TF-IDF Website Document Search

by Nigel Story
nigelstorydata.com


1. Introduction

It happens all too often. Coworkers and friends asking, "Hey, didn't you write some code that does XYZ? Where can I find that?" or "I'm working on something that you mentioned having done before. Can I see your code?" I figured having my own website to which I could direct them would save me a little time, but then the followup questions start: "Which project is it in? Where is that on your site?" And things are made worse when even I can't remember.

I needed a search bar. Not a run-of-the-mill keyword lookup, I needed something that could search through my write-ups and code: something where I could search "Poisson simulation" or "dbscan clustering" and get good results. With a simple keyword search, it would be impossible to anicipate what a person might want to look for, so in this project we will be implementing a searching and ranking algorithm based in NLP that can give us results for any relevant query that a user might search.

1.1 Methods

To acheive a more robust search experience, we will combine fuzzy keyword matching techniques with text vectorization and cosine similarity. Specifically, we will start by reading and preprocessing HTML documents created from my own Jupyter Notebook projects that appear on nigelstorydata.com, then we will create a Term Frequency Inverse Document Frequency (TF-IDF) vectorizer to convert each document and users' search queries to vector representations. We will then use the cosine similarity between each document and search query as the first component of our results ranking.

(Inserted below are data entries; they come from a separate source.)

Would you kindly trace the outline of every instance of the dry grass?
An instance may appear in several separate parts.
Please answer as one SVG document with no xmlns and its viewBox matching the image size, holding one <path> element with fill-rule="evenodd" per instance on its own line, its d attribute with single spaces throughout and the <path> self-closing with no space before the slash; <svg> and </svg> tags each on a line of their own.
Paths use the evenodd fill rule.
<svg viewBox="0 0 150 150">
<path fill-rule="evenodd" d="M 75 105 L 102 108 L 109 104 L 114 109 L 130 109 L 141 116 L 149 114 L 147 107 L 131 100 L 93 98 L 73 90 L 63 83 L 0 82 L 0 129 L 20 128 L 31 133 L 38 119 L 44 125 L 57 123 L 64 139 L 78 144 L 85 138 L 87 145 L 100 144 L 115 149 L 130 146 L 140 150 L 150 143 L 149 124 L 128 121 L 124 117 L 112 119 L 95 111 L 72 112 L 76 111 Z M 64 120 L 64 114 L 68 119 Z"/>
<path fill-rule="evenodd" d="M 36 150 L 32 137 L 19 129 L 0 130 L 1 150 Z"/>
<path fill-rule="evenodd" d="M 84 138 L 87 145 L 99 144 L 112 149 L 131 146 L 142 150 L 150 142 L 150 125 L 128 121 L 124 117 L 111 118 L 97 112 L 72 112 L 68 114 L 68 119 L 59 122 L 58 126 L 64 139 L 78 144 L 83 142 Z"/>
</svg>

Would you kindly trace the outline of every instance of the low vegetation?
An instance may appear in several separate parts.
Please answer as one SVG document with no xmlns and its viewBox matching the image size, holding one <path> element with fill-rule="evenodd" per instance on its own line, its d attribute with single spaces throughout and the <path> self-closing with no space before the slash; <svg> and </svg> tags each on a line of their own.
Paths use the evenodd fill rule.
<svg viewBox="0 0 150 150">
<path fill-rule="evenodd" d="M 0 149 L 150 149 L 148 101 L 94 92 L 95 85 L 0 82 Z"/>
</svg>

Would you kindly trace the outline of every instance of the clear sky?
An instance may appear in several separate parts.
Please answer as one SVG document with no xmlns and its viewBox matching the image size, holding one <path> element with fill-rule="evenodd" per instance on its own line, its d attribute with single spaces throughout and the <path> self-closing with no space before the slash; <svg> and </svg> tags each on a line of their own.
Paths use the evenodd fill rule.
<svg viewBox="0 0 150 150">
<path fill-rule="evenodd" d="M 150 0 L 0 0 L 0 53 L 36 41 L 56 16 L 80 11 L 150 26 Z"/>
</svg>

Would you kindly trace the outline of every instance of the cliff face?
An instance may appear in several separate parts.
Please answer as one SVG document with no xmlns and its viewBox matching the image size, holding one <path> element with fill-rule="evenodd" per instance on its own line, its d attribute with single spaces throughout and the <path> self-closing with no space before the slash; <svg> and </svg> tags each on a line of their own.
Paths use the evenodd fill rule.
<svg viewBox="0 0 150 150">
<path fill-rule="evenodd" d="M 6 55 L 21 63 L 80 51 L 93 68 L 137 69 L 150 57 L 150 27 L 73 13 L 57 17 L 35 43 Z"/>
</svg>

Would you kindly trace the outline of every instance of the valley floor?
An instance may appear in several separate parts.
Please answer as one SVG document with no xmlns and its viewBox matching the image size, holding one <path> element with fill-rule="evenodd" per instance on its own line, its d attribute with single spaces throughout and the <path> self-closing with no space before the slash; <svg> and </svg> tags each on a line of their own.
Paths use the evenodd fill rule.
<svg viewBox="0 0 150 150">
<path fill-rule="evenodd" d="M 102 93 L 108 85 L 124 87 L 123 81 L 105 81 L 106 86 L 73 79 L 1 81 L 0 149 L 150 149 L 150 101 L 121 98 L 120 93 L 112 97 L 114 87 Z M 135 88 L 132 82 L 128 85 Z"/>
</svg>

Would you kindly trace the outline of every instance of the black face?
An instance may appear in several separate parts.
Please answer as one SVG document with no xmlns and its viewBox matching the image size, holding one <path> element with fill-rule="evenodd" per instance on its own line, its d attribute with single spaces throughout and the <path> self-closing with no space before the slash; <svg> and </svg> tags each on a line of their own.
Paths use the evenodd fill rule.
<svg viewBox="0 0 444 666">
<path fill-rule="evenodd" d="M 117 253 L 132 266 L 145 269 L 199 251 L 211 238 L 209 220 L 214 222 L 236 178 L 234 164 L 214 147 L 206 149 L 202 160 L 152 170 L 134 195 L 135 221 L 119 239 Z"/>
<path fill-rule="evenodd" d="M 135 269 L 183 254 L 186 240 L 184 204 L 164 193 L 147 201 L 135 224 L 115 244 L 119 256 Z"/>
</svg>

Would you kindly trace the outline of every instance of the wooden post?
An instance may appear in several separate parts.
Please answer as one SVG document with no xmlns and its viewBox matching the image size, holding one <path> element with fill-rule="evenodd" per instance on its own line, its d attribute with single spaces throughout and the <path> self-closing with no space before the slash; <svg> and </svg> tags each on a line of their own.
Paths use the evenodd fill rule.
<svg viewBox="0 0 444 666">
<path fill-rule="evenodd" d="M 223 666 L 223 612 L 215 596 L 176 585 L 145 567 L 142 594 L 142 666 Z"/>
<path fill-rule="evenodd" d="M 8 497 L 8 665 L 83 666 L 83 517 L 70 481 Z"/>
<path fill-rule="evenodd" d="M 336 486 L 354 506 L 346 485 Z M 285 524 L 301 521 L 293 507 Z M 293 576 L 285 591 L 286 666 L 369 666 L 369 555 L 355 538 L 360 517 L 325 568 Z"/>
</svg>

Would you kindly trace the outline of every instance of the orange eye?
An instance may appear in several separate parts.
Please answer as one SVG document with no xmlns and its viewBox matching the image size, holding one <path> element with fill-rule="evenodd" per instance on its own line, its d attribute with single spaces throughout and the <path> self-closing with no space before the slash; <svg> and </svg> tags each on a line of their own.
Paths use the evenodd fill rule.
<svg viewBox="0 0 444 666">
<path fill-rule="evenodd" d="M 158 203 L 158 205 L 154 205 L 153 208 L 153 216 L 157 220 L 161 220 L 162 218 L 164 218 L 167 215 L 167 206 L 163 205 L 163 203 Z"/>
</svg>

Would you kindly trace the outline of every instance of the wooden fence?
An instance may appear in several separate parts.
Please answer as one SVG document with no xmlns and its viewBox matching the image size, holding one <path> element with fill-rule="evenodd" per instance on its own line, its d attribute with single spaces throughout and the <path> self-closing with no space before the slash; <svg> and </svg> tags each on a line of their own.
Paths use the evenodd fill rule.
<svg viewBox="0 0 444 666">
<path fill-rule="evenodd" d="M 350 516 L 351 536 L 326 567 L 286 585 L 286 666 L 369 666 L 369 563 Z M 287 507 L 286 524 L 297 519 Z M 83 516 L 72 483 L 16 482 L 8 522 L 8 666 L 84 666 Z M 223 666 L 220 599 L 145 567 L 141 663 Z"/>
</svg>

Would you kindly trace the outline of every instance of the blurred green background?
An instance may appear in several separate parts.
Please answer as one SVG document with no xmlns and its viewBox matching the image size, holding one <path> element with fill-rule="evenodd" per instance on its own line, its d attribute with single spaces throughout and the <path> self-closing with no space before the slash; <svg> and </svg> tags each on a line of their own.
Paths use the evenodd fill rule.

Next, we will create a three tiered tagging system for our documents, and the tags that we assign will contribute to keyword matching scores: one for title matching, one for category matching, and one for miscellaneous tags. The matching between search terms and tags will be fuzzy, or intentionally imprecise, by matching based on the Levenshtein Distance Ratio between the search terms and each tag, and it is this ratio that contributes to the total search rank score.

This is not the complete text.